En Europe, les femmes françaises se distinguent par la combinaison d’un taux d’activité relativement élevé (67 % des 15-64 ans en 2013, contre 66 % dans l’Union européenne) et d’un taux de natalité record (12,3 naissances pour mille personnes, contre 10,3 pour mille en Europe). Les Françaises sont nombreuses à la fois à travailler et à élever des enfants. De fait, depuis l’après-guerre, une véritable révolution transforme en profondeur les rôles sociaux attribués aux femmes et aux hommes. 

Une exploitation de la série historique des enquêtes Emploi de l’Insee révèle une évolution en ciseaux des structures ­d’activité dans les couples en âge de travailler (20-64 ans). Au début des années 1970, la majorité de ces couples vit en effet selon le modèle traditionnel monoactif de l’homme au travail et de la femme au foyer. En 1970, seuls 32 % des couples sont biactifs (les deux travaillent). Le rapport s’inverse progressivement au cours des décennies suivantes, si bien qu’aujourd’hui la norme est aux couples biactifs (63 %) – et ceci malgré la montée du chômage qui contrecarre souvent les volontés d’accès à l’emploi.

Étonnamment, ces évolutions n’ont pas affecté le temps de travail cumulé dans les couples : entre les couples monoactifs d’hier (environ 61 heures en moyenne) et les couples actuels (60 heures), la différence est mince. Cette stabilité du temps travaillé a de multiples explications, ce qui le rend complexe à analyser : le développement de la biactivité pousse le temps de travail à la hausse ; mais la réduction tendancielle du temps de travail, le temps partiel féminin et la montée du chômage sont trois facteurs qui tirent ce cumul vers le bas.

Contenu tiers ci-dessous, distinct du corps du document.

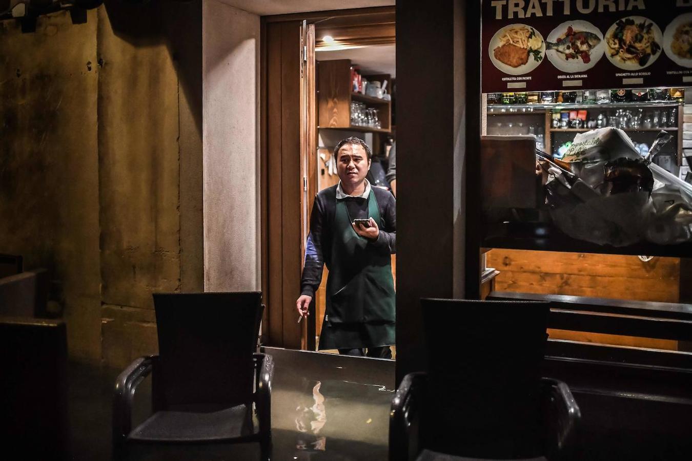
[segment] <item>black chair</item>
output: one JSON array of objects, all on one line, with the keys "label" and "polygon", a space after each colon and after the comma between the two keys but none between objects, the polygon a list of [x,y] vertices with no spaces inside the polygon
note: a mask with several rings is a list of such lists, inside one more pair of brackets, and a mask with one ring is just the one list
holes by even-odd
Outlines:
[{"label": "black chair", "polygon": [[[134,361],[116,382],[116,458],[134,444],[259,442],[269,459],[273,362],[255,353],[262,294],[157,294],[154,301],[158,355]],[[149,373],[153,414],[132,429],[135,391]]]},{"label": "black chair", "polygon": [[5,455],[69,459],[65,324],[0,317],[0,443]]},{"label": "black chair", "polygon": [[390,460],[554,459],[580,417],[542,378],[548,303],[421,300],[428,373],[392,403]]}]

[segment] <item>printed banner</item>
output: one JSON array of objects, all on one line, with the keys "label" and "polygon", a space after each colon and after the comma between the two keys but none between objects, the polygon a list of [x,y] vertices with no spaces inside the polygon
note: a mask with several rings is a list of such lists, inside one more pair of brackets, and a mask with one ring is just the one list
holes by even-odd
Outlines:
[{"label": "printed banner", "polygon": [[483,0],[483,93],[692,86],[692,0]]}]

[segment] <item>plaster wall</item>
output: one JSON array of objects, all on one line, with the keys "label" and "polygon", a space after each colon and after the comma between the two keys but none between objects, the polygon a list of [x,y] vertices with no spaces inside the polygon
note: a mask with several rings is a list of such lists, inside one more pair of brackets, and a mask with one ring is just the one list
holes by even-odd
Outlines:
[{"label": "plaster wall", "polygon": [[0,21],[0,253],[49,270],[73,359],[155,352],[152,292],[202,289],[201,119],[199,2]]},{"label": "plaster wall", "polygon": [[260,290],[260,17],[203,3],[205,291]]},{"label": "plaster wall", "polygon": [[45,267],[70,355],[100,350],[96,12],[0,21],[0,253]]}]

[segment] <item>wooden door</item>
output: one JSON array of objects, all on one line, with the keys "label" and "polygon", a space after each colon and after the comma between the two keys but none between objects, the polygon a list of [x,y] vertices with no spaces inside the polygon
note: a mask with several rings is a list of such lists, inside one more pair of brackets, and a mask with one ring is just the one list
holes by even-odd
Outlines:
[{"label": "wooden door", "polygon": [[264,343],[294,349],[302,346],[304,328],[297,323],[295,312],[305,232],[303,24],[262,23],[262,292],[268,322]]},{"label": "wooden door", "polygon": [[[317,108],[315,78],[315,24],[303,21],[301,26],[300,62],[300,165],[303,178],[303,194],[301,200],[301,246],[300,254],[305,254],[305,244],[310,232],[310,211],[315,200],[317,189]],[[305,260],[303,258],[301,270]],[[302,349],[315,350],[316,334],[315,297],[310,307],[310,315],[301,331],[300,346]]]}]

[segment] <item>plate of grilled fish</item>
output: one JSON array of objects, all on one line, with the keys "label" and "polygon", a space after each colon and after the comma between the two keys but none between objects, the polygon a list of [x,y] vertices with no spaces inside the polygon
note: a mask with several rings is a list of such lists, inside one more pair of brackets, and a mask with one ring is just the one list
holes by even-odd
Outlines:
[{"label": "plate of grilled fish", "polygon": [[574,73],[595,66],[605,48],[603,34],[595,26],[586,21],[569,21],[548,35],[545,55],[560,70]]},{"label": "plate of grilled fish", "polygon": [[488,54],[493,64],[511,75],[531,72],[545,56],[545,41],[534,28],[510,24],[502,28],[490,41]]}]

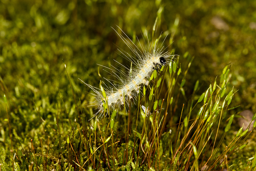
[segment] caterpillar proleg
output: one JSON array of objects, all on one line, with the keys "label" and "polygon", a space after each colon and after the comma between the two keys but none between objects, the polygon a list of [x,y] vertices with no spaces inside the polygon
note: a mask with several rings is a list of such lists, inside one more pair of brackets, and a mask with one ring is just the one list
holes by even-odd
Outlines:
[{"label": "caterpillar proleg", "polygon": [[[136,57],[128,53],[119,50],[122,56],[133,64],[134,64],[133,65],[135,66],[132,68],[130,74],[126,74],[121,72],[114,73],[113,75],[120,80],[120,83],[117,85],[112,83],[111,80],[108,80],[112,85],[108,88],[104,88],[105,90],[103,89],[101,85],[100,86],[101,88],[100,89],[84,83],[96,93],[94,96],[96,100],[93,103],[98,107],[99,110],[95,115],[99,113],[102,113],[105,105],[107,105],[110,108],[115,108],[116,105],[120,106],[120,105],[123,105],[127,100],[133,99],[136,94],[139,93],[142,84],[148,85],[149,82],[148,78],[153,71],[154,70],[157,71],[161,70],[163,66],[169,63],[170,60],[170,57],[174,56],[171,55],[166,50],[166,48],[164,48],[163,44],[161,46],[158,45],[159,38],[156,39],[151,44],[148,38],[147,43],[148,47],[146,47],[142,46],[139,43],[140,46],[136,45],[121,30],[125,37],[115,31],[136,55]],[[138,40],[137,38],[137,39]],[[144,42],[146,43],[145,40]],[[123,75],[123,77],[119,75],[120,74]]]}]

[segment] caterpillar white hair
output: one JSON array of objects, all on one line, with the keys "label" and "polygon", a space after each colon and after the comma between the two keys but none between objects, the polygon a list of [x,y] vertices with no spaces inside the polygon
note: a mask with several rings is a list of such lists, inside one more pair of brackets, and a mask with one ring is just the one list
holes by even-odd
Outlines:
[{"label": "caterpillar white hair", "polygon": [[[166,48],[164,48],[163,44],[161,46],[157,45],[159,39],[156,39],[152,44],[150,43],[148,38],[148,47],[143,47],[140,43],[141,47],[140,47],[121,31],[125,35],[125,37],[116,31],[116,32],[136,57],[128,53],[119,51],[122,53],[122,56],[131,62],[135,66],[133,66],[131,73],[130,72],[130,73],[126,74],[121,72],[119,72],[119,73],[114,73],[113,75],[120,80],[120,83],[116,85],[111,82],[112,81],[108,80],[111,85],[108,88],[104,88],[105,90],[101,84],[100,85],[101,88],[99,89],[84,83],[96,94],[94,95],[96,100],[92,103],[99,110],[95,115],[99,113],[102,114],[104,112],[104,108],[106,109],[106,107],[113,109],[116,106],[120,107],[120,105],[124,105],[125,103],[126,105],[125,102],[133,98],[136,94],[139,93],[142,84],[146,86],[148,85],[148,78],[153,71],[154,70],[161,70],[163,66],[169,63],[170,60],[170,57],[174,56],[171,55],[166,51]],[[145,42],[145,40],[144,41]],[[129,69],[123,66],[127,70]],[[123,75],[123,76],[119,75],[120,74]]]}]

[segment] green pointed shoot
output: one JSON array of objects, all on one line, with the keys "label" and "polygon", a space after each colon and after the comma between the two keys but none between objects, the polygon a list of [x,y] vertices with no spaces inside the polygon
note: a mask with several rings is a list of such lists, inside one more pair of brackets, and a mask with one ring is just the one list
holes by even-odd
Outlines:
[{"label": "green pointed shoot", "polygon": [[156,72],[156,70],[154,70],[153,72],[153,74],[154,74],[154,78],[155,79],[156,78],[156,76],[157,75],[157,73]]},{"label": "green pointed shoot", "polygon": [[161,106],[161,105],[162,105],[162,99],[159,99],[159,102],[158,103],[158,105],[159,106]]},{"label": "green pointed shoot", "polygon": [[94,131],[96,131],[96,129],[97,129],[97,116],[96,116],[95,117],[96,118],[95,118],[95,122],[94,122],[94,123],[93,124],[93,128],[94,129]]},{"label": "green pointed shoot", "polygon": [[230,119],[229,119],[229,120],[228,121],[228,124],[229,125],[231,125],[231,124],[232,123],[232,122],[233,121],[233,119],[234,118],[234,114],[233,114],[230,117]]},{"label": "green pointed shoot", "polygon": [[243,133],[241,134],[241,135],[240,136],[240,137],[242,137],[243,136],[245,135],[245,134],[247,133],[247,132],[248,132],[248,130],[249,130],[249,129],[247,129],[245,131],[243,132]]},{"label": "green pointed shoot", "polygon": [[145,85],[143,85],[143,94],[144,96],[146,95],[146,87],[145,87]]},{"label": "green pointed shoot", "polygon": [[150,93],[149,94],[149,100],[151,100],[152,99],[152,97],[153,96],[153,94],[154,93],[154,86],[152,86],[151,88],[151,90],[150,90]]},{"label": "green pointed shoot", "polygon": [[157,81],[157,83],[156,84],[156,87],[158,87],[160,85],[160,84],[161,83],[161,81],[162,80],[162,77],[161,77]]},{"label": "green pointed shoot", "polygon": [[[218,76],[217,76],[217,77]],[[216,78],[215,78],[215,81],[214,81],[214,83],[213,84],[213,87],[212,87],[212,91],[214,92],[214,90],[215,90],[215,89],[216,88],[216,85],[217,84],[217,82],[216,81],[216,79],[217,79],[217,77],[216,77]]]},{"label": "green pointed shoot", "polygon": [[198,112],[197,113],[197,115],[196,117],[197,118],[199,117],[202,114],[202,113],[203,112],[203,109],[204,109],[204,105],[203,105],[201,107],[201,108],[200,108],[200,109],[198,111]]},{"label": "green pointed shoot", "polygon": [[112,115],[111,115],[111,119],[110,120],[110,127],[112,129],[113,129],[113,127],[114,127],[115,116],[115,115],[116,114],[117,111],[117,110],[116,109],[113,111]]},{"label": "green pointed shoot", "polygon": [[170,104],[171,104],[173,103],[173,97],[172,97],[172,98],[171,98],[171,100],[170,100]]},{"label": "green pointed shoot", "polygon": [[241,134],[241,133],[242,133],[242,131],[243,130],[243,126],[241,127],[239,129],[239,130],[238,130],[238,132],[237,133],[237,135],[236,136],[237,137],[237,136],[238,136],[239,135],[240,135],[240,134]]},{"label": "green pointed shoot", "polygon": [[171,61],[169,64],[169,72],[170,74],[172,74],[173,72],[173,62]]},{"label": "green pointed shoot", "polygon": [[209,87],[209,90],[210,90],[210,94],[211,95],[212,94],[212,89],[211,84],[210,84],[210,87]]},{"label": "green pointed shoot", "polygon": [[207,100],[207,98],[208,97],[208,93],[209,92],[209,88],[208,88],[207,89],[207,90],[206,90],[206,91],[205,92],[205,97],[204,98],[204,104],[205,103],[205,102],[206,102],[206,100]]},{"label": "green pointed shoot", "polygon": [[203,99],[204,98],[204,97],[205,96],[205,92],[204,92],[203,93],[203,94],[200,96],[200,97],[199,97],[199,99],[198,99],[198,100],[197,101],[198,103],[201,102],[201,101],[203,100]]},{"label": "green pointed shoot", "polygon": [[225,117],[226,117],[226,115],[227,115],[227,111],[225,111],[224,112],[224,113],[223,114],[223,115],[222,116],[222,118],[224,119]]},{"label": "green pointed shoot", "polygon": [[141,116],[142,117],[143,120],[145,120],[145,118],[146,118],[146,114],[143,112],[143,110],[141,108]]},{"label": "green pointed shoot", "polygon": [[193,151],[194,152],[194,155],[195,155],[195,157],[196,158],[197,158],[197,150],[196,149],[196,146],[195,146],[194,145],[193,143],[192,143],[191,142],[189,142],[189,143],[190,144],[192,145],[193,146]]},{"label": "green pointed shoot", "polygon": [[229,92],[229,93],[228,93],[228,94],[227,96],[227,98],[226,99],[226,100],[227,100],[229,99],[230,98],[230,96],[231,95],[232,95],[232,94],[233,93],[233,89],[234,89],[234,86],[233,86],[233,88],[232,89],[232,90]]},{"label": "green pointed shoot", "polygon": [[225,86],[224,89],[223,89],[221,92],[221,94],[220,94],[220,97],[222,97],[225,94],[225,93],[226,92],[226,90],[227,89],[227,84],[226,84],[226,86]]},{"label": "green pointed shoot", "polygon": [[149,120],[150,121],[150,122],[151,122],[151,124],[152,124],[152,125],[154,126],[154,121],[153,120],[153,116],[152,115],[149,117]]},{"label": "green pointed shoot", "polygon": [[183,122],[184,123],[184,126],[185,126],[185,127],[186,127],[188,124],[188,117],[187,116],[186,116],[186,117],[185,117],[185,118],[184,119],[184,120],[183,121]]},{"label": "green pointed shoot", "polygon": [[151,76],[150,76],[150,78],[149,78],[149,80],[148,81],[149,82],[150,82],[150,81],[152,80],[153,79],[153,77],[154,76],[154,72],[153,72],[153,73],[152,73],[152,74],[151,75]]},{"label": "green pointed shoot", "polygon": [[233,96],[234,95],[234,93],[232,94],[231,96],[230,96],[229,97],[229,98],[228,99],[228,105],[229,105],[230,103],[231,103],[231,100],[232,100],[232,99],[233,98]]},{"label": "green pointed shoot", "polygon": [[103,97],[105,99],[106,98],[106,93],[105,92],[105,90],[104,90],[103,87],[101,85],[101,83],[102,82],[101,81],[100,82],[100,90],[101,91],[101,93],[102,93],[102,95]]},{"label": "green pointed shoot", "polygon": [[158,100],[156,100],[156,101],[155,102],[155,103],[154,103],[154,107],[153,108],[154,109],[154,110],[155,110],[156,109],[156,108],[157,107],[157,103],[158,102]]},{"label": "green pointed shoot", "polygon": [[6,98],[6,96],[5,96],[5,94],[4,94],[4,103],[5,104],[7,104],[7,99]]},{"label": "green pointed shoot", "polygon": [[220,98],[219,98],[219,99],[218,101],[217,101],[215,103],[215,104],[214,104],[214,106],[213,106],[213,107],[212,108],[212,113],[213,113],[216,110],[216,109],[218,108],[218,107],[219,107],[219,102],[220,101]]},{"label": "green pointed shoot", "polygon": [[173,72],[175,72],[177,69],[177,64],[175,62],[174,62],[173,63]]},{"label": "green pointed shoot", "polygon": [[68,144],[69,144],[69,137],[68,135],[67,136],[67,142]]},{"label": "green pointed shoot", "polygon": [[179,75],[179,74],[181,72],[181,66],[180,66],[180,64],[179,65],[179,70],[178,71],[178,73],[177,73],[177,75]]}]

Les femmes ont investi diverses sphères professionnelles, en particulier dans le secteur des services. Elles sont nombreuses à travailler dans les métiers relationnels, exposés à la clientèle, et dans les activités de prise en charge d’autrui, s’inscrivant dans la continuité de leur rôle traditionnel au sein de la famille : santé, services à la personne, éducation. Si bien que certains anciens bastions masculins sont en passe de devenir des professions féminines : comme les avocats et les médecins.

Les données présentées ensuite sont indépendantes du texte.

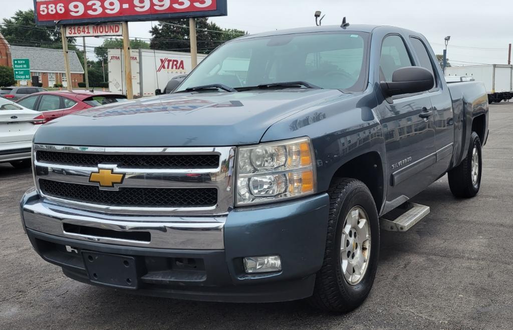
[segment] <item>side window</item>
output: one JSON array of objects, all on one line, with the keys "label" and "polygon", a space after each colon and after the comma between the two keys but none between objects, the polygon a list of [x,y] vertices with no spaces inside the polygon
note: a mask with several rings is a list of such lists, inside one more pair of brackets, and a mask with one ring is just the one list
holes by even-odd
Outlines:
[{"label": "side window", "polygon": [[61,97],[54,95],[44,95],[41,96],[39,111],[48,111],[61,109]]},{"label": "side window", "polygon": [[29,88],[19,88],[18,89],[18,91],[16,92],[16,94],[32,94],[30,92]]},{"label": "side window", "polygon": [[[426,48],[426,45],[418,38],[410,36],[410,41],[413,45],[415,52],[417,53],[419,60],[420,61],[420,66],[423,68],[429,70],[433,74],[433,76],[436,77],[437,76],[435,73],[435,68],[433,67],[433,63],[431,61],[429,52]],[[435,80],[436,82],[436,79]],[[435,83],[435,87],[436,87],[436,83]]]},{"label": "side window", "polygon": [[380,59],[382,80],[392,81],[392,75],[394,71],[413,65],[402,38],[399,35],[390,35],[385,38],[381,45]]},{"label": "side window", "polygon": [[66,99],[66,98],[63,98],[63,100],[64,100],[64,108],[68,109],[74,106],[77,102],[75,102],[72,100],[70,100],[69,99]]},{"label": "side window", "polygon": [[18,104],[22,107],[25,107],[27,109],[34,110],[35,108],[35,102],[37,101],[37,98],[39,96],[30,96],[30,98],[24,99],[18,102]]}]

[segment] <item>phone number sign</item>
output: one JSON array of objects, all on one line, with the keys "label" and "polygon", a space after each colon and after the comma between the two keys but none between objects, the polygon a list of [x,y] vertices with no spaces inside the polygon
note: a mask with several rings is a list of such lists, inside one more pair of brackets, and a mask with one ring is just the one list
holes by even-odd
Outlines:
[{"label": "phone number sign", "polygon": [[227,0],[34,0],[40,25],[226,16]]}]

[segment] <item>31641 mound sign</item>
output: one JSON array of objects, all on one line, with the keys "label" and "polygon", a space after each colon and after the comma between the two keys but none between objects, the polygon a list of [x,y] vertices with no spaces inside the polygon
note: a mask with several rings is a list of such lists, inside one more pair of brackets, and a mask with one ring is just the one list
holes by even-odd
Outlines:
[{"label": "31641 mound sign", "polygon": [[37,24],[157,21],[225,16],[227,0],[34,0]]}]

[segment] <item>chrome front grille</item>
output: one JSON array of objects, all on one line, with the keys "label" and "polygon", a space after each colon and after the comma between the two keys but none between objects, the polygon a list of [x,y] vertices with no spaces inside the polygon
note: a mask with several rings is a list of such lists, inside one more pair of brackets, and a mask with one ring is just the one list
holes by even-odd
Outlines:
[{"label": "chrome front grille", "polygon": [[74,153],[40,151],[37,160],[42,163],[75,166],[96,166],[114,164],[120,168],[217,168],[219,155],[209,154],[115,154]]},{"label": "chrome front grille", "polygon": [[[226,214],[233,207],[229,167],[235,152],[230,147],[34,145],[33,159],[36,187],[53,203],[119,214],[196,216]],[[90,182],[92,173],[106,169],[122,174],[122,182],[109,187]]]}]

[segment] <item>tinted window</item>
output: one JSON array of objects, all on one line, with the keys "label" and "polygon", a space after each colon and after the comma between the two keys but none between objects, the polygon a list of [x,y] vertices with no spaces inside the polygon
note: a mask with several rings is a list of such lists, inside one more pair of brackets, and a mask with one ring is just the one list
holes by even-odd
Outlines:
[{"label": "tinted window", "polygon": [[68,108],[71,108],[76,104],[78,102],[76,102],[72,100],[70,100],[69,99],[66,99],[66,98],[63,98],[64,100],[64,108],[68,109]]},{"label": "tinted window", "polygon": [[61,98],[54,95],[44,95],[41,96],[39,111],[48,111],[61,109]]},{"label": "tinted window", "polygon": [[420,39],[410,37],[411,44],[413,45],[415,52],[417,53],[419,61],[420,61],[420,66],[423,68],[427,69],[435,76],[435,68],[433,67],[433,63],[431,62],[431,58],[428,53],[426,46]]},{"label": "tinted window", "polygon": [[123,96],[91,96],[84,100],[86,104],[93,107],[97,107],[99,105],[105,105],[111,103],[116,102],[123,102],[127,101],[126,98]]},{"label": "tinted window", "polygon": [[30,98],[24,99],[18,102],[18,104],[22,107],[25,107],[31,110],[34,110],[34,108],[35,108],[35,102],[37,101],[38,97],[39,96],[30,96]]},{"label": "tinted window", "polygon": [[203,60],[178,91],[211,84],[243,88],[297,81],[362,90],[367,39],[361,32],[317,32],[227,43]]},{"label": "tinted window", "polygon": [[390,35],[383,40],[380,60],[382,80],[392,81],[392,75],[394,71],[412,65],[402,38],[399,35]]},{"label": "tinted window", "polygon": [[16,91],[16,94],[33,94],[33,93],[30,92],[30,90],[32,88],[18,88],[18,90]]}]

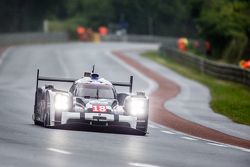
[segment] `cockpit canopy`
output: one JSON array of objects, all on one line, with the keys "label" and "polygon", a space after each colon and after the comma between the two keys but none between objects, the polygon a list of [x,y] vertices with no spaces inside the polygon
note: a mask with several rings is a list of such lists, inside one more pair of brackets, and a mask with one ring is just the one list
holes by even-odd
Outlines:
[{"label": "cockpit canopy", "polygon": [[115,99],[114,88],[105,84],[79,84],[74,94],[84,98]]}]

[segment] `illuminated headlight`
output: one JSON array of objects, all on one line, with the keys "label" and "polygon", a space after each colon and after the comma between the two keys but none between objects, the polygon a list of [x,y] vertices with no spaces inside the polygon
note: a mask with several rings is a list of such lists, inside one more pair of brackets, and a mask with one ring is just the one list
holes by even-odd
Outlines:
[{"label": "illuminated headlight", "polygon": [[69,110],[70,107],[70,97],[65,94],[57,94],[55,96],[55,109],[57,111]]},{"label": "illuminated headlight", "polygon": [[130,114],[133,116],[144,115],[146,104],[144,100],[132,99],[130,102]]}]

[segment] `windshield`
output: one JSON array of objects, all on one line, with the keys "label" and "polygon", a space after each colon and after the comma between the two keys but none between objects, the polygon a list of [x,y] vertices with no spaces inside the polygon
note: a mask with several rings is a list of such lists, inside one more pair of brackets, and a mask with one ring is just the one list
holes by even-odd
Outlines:
[{"label": "windshield", "polygon": [[84,84],[77,89],[76,96],[84,98],[114,99],[113,88],[109,85]]}]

Cette évolution n’efface pas le différentiel de traitement qui continue d’affecter les carrières des femmes par rapport à celles des hommes : des perspectives d’avancement inférieures, un salaire diminué (à tâches et fonctions équivalentes) – y compris dans les professions qui se sont rapidement féminisées. Les études sur le travail domestique montrent également que sa répartition continue d’être en leur large défaveur. En vingt-cinq ans, le temps alloué à ces tâches a malgré tout diminué, profitant aux femmes. Ces dernières sont passées de 5 heures de travail domestique par jour, en 1986, à 4 heures en 2010. Beaucoup plus que les 2 heures effectuées par les hommes tout au long de la période.

Pourtant, avec la féminisation du travail, des normes d’organisation considérées autrefois comme féminines se diffusent, y compris auprès des hommes. Ils sont plus nombreux à refuser la contrainte d’une disponibilité horaire sans limite et sans prévisibilité. Des études portant sur les professions médicales décrivent les effets de la féminisation sur la réorganisation des processus de travail, se traduisant souvent par une meilleure planification et visibilité des tâches. Autrefois valorisé, le modèle du chirurgien (homme) disponible tous les jours de la semaine et à n’importe quelle heure (aidé en cela par une femme « au foyer » s’occupant pour lui de l’intendance domestique) est remis en question. Quel que soit le sexe des candidats, cette spécialité est moins demandée à la sortie des études de médecine au profit d’autres spécialités moins chronophages et surtout aux horaires plus prévisibles. Et pour continuer à recruter, la spécialité se voit obligée d’évoluer et de remettre en question un modèle viril qui ne correspond plus aux attentes des jeunes médecins.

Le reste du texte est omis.